COMMENTARY | CYBEREYE
Identity crisis: The threat of bulk thefts
Small thefts are reported most often, but identities online are still at risk
- By William Jackson
- Nov 19, 2009
According to a recent report on identity theft from the Travelers Companies, identity theft was up 22 percent last year and expected to jump again this year. This comes as no surprise to anyone who has been listening to the steady drumbeat of reports on data breaches in the news. But the Travelers report also notes that “despite recent headlines and growing fears about online security and data breaches, old-fashioned theft is the most popular way thieves steal identities.”
Based on 2008 claims data, 78 percent of reported cases resulted from the thefts of wallets, purses, personal documents or computers. Only 14 percent were the result of online data breaches.
However, those figures represent only cases reported by the victim and in which fraud occurred. In terms of the sheer bulk of data available online to be exploited, corporate and government servers and computers remain the most attractive targets for identity thieves.
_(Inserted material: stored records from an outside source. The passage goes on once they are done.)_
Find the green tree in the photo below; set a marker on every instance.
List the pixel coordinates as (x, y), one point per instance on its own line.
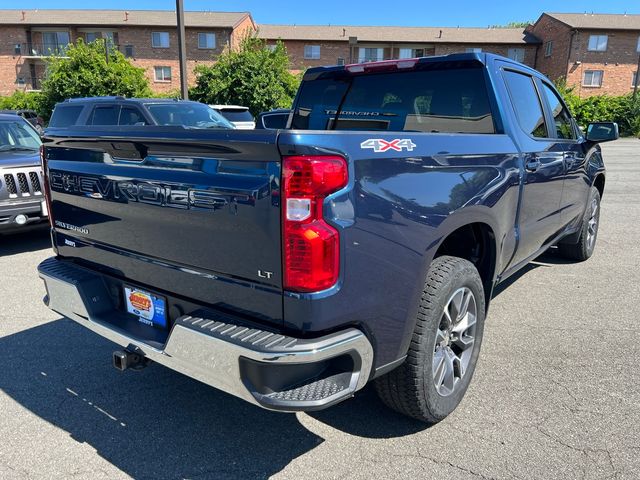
(85, 72)
(252, 76)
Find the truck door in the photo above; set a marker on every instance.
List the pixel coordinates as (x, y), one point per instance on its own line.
(575, 189)
(543, 161)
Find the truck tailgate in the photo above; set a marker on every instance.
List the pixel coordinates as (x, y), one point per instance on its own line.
(196, 215)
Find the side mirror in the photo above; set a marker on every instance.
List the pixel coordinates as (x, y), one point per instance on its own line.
(602, 132)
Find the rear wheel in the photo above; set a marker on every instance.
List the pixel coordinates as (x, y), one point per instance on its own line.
(445, 345)
(586, 243)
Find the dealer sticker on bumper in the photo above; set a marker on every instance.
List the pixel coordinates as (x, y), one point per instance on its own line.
(150, 309)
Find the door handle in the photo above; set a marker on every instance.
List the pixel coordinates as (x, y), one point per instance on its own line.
(532, 164)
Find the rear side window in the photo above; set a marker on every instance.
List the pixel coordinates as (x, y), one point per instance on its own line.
(236, 114)
(131, 116)
(526, 103)
(65, 115)
(561, 117)
(275, 120)
(434, 100)
(105, 115)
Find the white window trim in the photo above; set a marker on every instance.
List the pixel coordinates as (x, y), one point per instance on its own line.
(592, 85)
(312, 56)
(161, 46)
(163, 79)
(598, 37)
(362, 54)
(215, 41)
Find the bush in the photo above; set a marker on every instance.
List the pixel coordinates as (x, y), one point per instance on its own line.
(252, 76)
(85, 72)
(21, 100)
(623, 110)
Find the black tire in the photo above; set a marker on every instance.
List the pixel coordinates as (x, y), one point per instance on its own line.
(410, 388)
(586, 244)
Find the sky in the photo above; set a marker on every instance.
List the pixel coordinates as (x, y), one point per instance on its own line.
(463, 13)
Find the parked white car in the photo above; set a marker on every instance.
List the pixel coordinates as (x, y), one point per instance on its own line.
(240, 116)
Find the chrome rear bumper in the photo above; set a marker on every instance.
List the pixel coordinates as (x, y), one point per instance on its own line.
(273, 371)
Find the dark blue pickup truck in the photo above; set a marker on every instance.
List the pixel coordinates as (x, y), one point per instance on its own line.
(362, 243)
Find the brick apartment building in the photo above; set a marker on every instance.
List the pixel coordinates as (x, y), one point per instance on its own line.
(596, 53)
(310, 46)
(148, 38)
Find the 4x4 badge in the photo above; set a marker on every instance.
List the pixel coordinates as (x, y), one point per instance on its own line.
(379, 145)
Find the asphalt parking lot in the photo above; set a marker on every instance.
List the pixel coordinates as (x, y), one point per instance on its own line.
(556, 393)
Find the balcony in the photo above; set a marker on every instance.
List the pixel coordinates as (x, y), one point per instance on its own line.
(44, 50)
(40, 50)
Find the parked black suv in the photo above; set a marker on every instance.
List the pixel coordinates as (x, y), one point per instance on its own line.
(135, 111)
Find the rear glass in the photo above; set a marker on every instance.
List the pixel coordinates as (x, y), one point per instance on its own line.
(440, 100)
(64, 116)
(105, 115)
(236, 114)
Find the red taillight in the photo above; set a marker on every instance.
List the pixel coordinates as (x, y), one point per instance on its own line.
(311, 255)
(45, 178)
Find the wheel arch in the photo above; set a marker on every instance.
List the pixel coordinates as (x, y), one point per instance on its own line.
(476, 242)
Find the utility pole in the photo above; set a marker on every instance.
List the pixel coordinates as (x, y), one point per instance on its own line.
(635, 84)
(182, 51)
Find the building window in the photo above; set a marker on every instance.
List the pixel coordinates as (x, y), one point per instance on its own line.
(207, 41)
(370, 54)
(162, 74)
(597, 43)
(55, 43)
(92, 36)
(516, 54)
(160, 39)
(312, 52)
(411, 53)
(592, 78)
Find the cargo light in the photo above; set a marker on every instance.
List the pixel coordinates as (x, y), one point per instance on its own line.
(382, 65)
(311, 247)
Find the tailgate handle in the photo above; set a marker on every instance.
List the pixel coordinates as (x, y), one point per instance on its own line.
(533, 163)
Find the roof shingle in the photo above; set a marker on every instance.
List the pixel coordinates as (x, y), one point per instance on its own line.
(120, 18)
(599, 21)
(395, 34)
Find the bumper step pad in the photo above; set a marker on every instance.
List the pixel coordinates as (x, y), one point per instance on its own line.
(269, 369)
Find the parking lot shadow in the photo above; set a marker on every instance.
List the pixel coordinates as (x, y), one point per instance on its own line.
(157, 423)
(28, 241)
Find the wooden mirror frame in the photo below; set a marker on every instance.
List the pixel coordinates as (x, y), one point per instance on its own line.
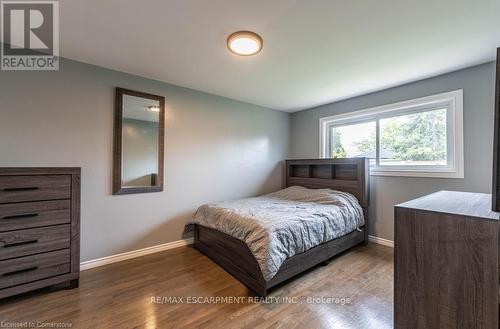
(117, 143)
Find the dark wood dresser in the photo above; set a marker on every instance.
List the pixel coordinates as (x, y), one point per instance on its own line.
(39, 228)
(446, 262)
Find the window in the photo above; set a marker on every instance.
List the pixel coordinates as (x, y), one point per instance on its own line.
(419, 138)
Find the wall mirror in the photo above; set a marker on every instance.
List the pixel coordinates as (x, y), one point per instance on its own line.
(138, 142)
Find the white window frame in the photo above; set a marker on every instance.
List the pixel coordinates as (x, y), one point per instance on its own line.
(452, 101)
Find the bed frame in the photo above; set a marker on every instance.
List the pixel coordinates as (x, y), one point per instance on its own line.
(348, 175)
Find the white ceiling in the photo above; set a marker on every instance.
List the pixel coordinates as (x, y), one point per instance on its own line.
(315, 51)
(136, 108)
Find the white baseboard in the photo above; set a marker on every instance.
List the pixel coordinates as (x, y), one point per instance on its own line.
(384, 242)
(133, 254)
(171, 245)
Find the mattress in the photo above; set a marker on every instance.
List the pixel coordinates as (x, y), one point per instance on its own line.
(285, 223)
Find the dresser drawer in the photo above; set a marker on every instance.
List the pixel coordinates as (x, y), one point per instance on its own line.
(33, 188)
(31, 268)
(16, 216)
(36, 240)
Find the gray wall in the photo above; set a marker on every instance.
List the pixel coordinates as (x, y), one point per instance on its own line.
(478, 85)
(216, 149)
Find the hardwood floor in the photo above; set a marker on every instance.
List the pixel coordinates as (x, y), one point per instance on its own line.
(120, 295)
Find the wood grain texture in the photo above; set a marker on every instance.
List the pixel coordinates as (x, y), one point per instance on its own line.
(34, 241)
(117, 144)
(39, 228)
(118, 295)
(468, 204)
(31, 268)
(349, 175)
(496, 142)
(31, 188)
(446, 265)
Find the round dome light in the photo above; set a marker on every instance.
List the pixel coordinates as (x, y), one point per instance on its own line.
(244, 43)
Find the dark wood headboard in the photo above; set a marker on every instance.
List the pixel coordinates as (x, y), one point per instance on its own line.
(347, 175)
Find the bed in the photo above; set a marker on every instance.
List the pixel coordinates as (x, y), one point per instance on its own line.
(348, 178)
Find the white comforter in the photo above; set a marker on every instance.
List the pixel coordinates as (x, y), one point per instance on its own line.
(282, 224)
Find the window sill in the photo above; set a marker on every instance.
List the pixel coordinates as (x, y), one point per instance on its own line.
(417, 173)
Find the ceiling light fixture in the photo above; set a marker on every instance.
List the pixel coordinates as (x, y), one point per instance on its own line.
(244, 43)
(153, 108)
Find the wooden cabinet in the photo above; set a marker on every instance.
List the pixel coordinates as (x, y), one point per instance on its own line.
(446, 262)
(39, 228)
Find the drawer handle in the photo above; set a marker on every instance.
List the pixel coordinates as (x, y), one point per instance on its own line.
(15, 244)
(20, 216)
(20, 189)
(29, 269)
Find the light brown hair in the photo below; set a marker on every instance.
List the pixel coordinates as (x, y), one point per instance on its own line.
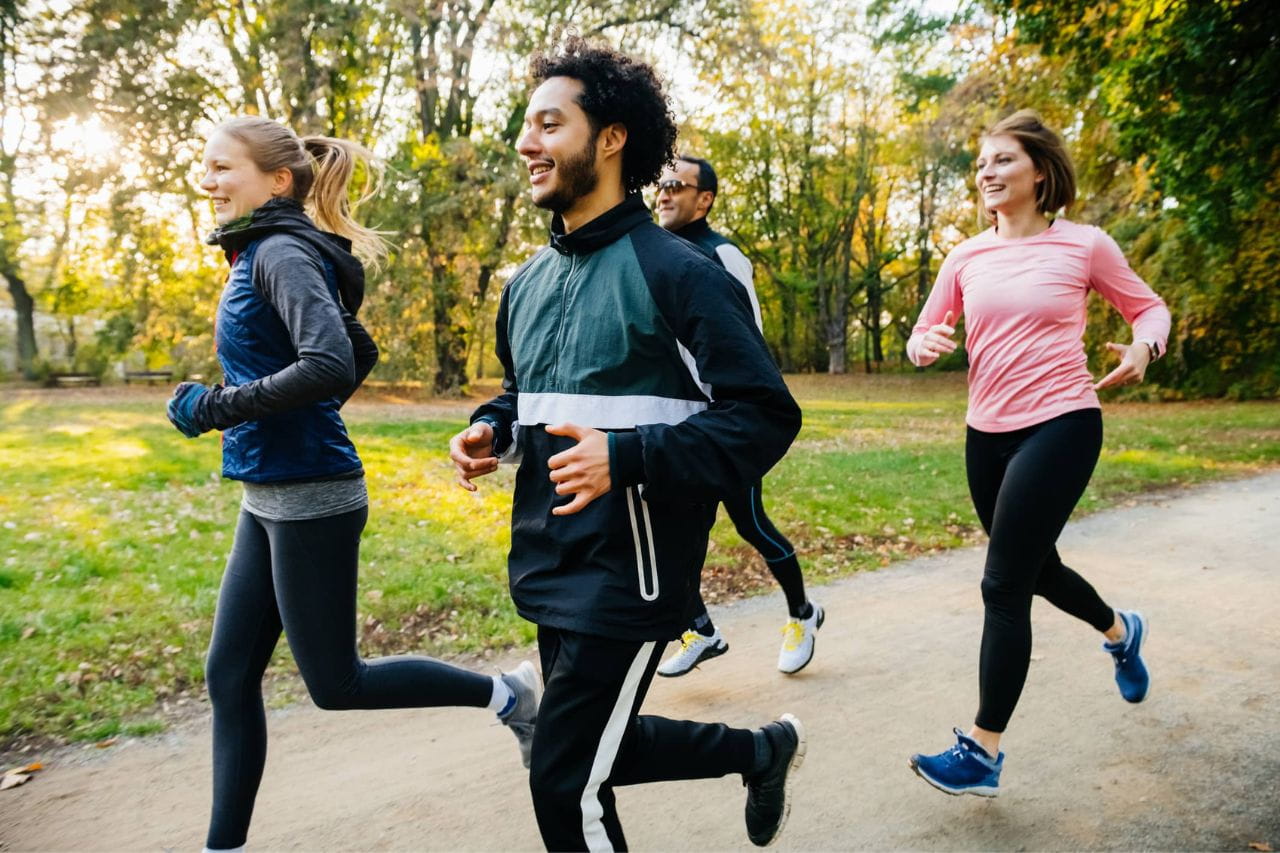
(1048, 155)
(321, 168)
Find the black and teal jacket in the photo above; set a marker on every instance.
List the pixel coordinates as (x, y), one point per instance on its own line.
(624, 327)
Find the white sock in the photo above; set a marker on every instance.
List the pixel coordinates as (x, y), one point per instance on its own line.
(501, 697)
(1124, 629)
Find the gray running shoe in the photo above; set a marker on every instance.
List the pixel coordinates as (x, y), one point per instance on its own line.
(528, 687)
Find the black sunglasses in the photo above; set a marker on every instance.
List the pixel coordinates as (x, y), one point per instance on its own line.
(675, 185)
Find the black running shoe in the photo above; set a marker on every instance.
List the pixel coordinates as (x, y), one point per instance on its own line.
(768, 793)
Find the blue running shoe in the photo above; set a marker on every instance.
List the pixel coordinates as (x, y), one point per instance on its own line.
(964, 769)
(1130, 671)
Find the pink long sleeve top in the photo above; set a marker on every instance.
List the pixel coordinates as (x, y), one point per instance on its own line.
(1024, 306)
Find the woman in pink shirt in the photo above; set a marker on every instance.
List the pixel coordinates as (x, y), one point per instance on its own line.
(1034, 427)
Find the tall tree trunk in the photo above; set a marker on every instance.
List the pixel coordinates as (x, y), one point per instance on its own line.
(24, 308)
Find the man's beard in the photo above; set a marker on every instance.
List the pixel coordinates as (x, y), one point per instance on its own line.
(576, 178)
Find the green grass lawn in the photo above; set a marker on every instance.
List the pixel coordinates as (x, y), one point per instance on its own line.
(114, 529)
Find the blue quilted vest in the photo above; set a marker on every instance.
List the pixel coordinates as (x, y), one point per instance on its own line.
(252, 342)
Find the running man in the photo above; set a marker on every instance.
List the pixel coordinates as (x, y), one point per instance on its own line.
(638, 395)
(686, 194)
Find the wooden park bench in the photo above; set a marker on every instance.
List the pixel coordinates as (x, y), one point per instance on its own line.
(150, 377)
(72, 379)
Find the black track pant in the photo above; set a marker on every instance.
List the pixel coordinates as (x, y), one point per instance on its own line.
(589, 738)
(300, 575)
(746, 511)
(1024, 486)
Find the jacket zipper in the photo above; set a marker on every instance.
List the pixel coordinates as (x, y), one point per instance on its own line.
(560, 329)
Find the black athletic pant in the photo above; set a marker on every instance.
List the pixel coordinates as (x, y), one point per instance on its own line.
(746, 511)
(1024, 486)
(300, 575)
(589, 738)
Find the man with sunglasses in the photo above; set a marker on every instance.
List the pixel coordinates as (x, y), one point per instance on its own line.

According to the Identity Theft Resource Center, as of Nov. 10, there were 426 data breaches reported this year, exposing a staggering 220,427,887 personal records.
Of course, those exposures do not each represent a case of identity theft or fraud. But the potential for exploiting such bulk theft is huge.
The breaches run the gamut from lost laptop PCs and hard drives to systematic intrusions for the purpose of stealing data. Many breaches exposed only a handful of records, but some exposed hundreds of thousands, and a few whoppers involved tens of millions or hundreds of millions.
The second-largest incident of the year occurred when the National Archives and Records Administration returned a defective hard drive to the vendor, part of a database array containing records on 76 million veterans, without first scrubbing the drive to destroy the data. Assuming that the vendor receiving the drive handled it in a responsible and professional manner, it is possible that no one exploited those records. But who can say for sure?
But the year’s largest breach, involving the Heartland Payment Systems, is frightening for two reasons. The first is the sheer number of records involved, perhaps as many as 130 million. The second is that they were intentionally stolen over a four-month period by someone who had compromised the card processor’s system. This incident was clearly the work of bad guys, stealing data so they could use it. There is no way to say with any certainty how many accounts have been or could be exploited by this breach, and some victims might never know for sure if they have been ripped off. But the potential is staggering.
It is no joke to lose your wallet or purse and have someone empty an account or start charging purchases on your card. But an entire underground economy had sprouted around harvesting of personal data, either in bulk or one record at a time through networks of compromised computers. The data is bought, sold and traded in wholesale and retail lots, and theft and fraud resulting from this might not become evident for years.
By all means, keep your hand on your wallet or purse, but don’t forget that adequate cybersecurity is essential to stem the leakage of personal data from our information technology systems.
William Jackson is freelance writer and the author of the CyberEye blog.